Google Wallet is a payment service that allows users to store information about their credit cards, loyalty cards and other similar things that one might normally find in a wallet in their smartphones instead. The idea is that users have everything they need in one place. With near field communication technology found in some Android smartphones, users can just tap their phones to special terminals at retail stores and they’ve paid for their transaction instantly, because their phone sent the payment information to the register.
As Bloomberg notes, however, adoption of the service has been slow. Not all the U.S. carriers support it, after all. Verizon, for example, has cast its lot with Isis, a similar payment service being spearheaded by several credit card companies. Citing an unnamed source, the report claims that Google is discussing sharing revenue with AT&T and Verizon to encourage them to adopt the service and to carry more NFC-enabled smartphones to make it work.
Meanwhile, Bloomberg says Google is actively working on the other side of Wallet, which consists of creating partnerships with businesses and retailers in order to push coupons and deals to consumers. Targeting Wallet users correctly can get them into stores and using the service, which earns Google advertising money for the coupons – money it may well split with cellular carriers.

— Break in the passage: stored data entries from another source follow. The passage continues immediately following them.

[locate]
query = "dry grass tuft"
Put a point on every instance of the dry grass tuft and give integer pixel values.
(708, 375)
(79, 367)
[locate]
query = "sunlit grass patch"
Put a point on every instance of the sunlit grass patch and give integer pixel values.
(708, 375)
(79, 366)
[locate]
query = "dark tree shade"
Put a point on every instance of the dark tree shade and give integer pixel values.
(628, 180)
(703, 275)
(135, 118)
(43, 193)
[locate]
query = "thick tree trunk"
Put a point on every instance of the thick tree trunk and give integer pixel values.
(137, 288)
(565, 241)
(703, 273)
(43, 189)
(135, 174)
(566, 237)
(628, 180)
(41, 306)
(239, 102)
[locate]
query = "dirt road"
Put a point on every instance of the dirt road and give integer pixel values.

Google Wallet has been an initiative that Google has seemed to be excited about for some time, but it has hit some roadblocks of late. The tech giant recently shut down Wallet’s ability to work with prepaid credit cards because of a security liability that was discovered in the service. In the last few days, Google reinstated prepaid card capability with its app, and offered users $5 for the inconvenience. Still, it doesn’t seem as though the security issue didn’t help Google’s image.
The carrier revenue sharing plan may well help to push Google Wallet to more users, but the trouble really seems to be getting more NFC-enabled smartphones in users’ hands, and in getting them comfortable trading their wallets for just their phones. It seems like an easy transition, but Google will need to convince users that they don’t have anything to worry about if they trust their phone to protect their money.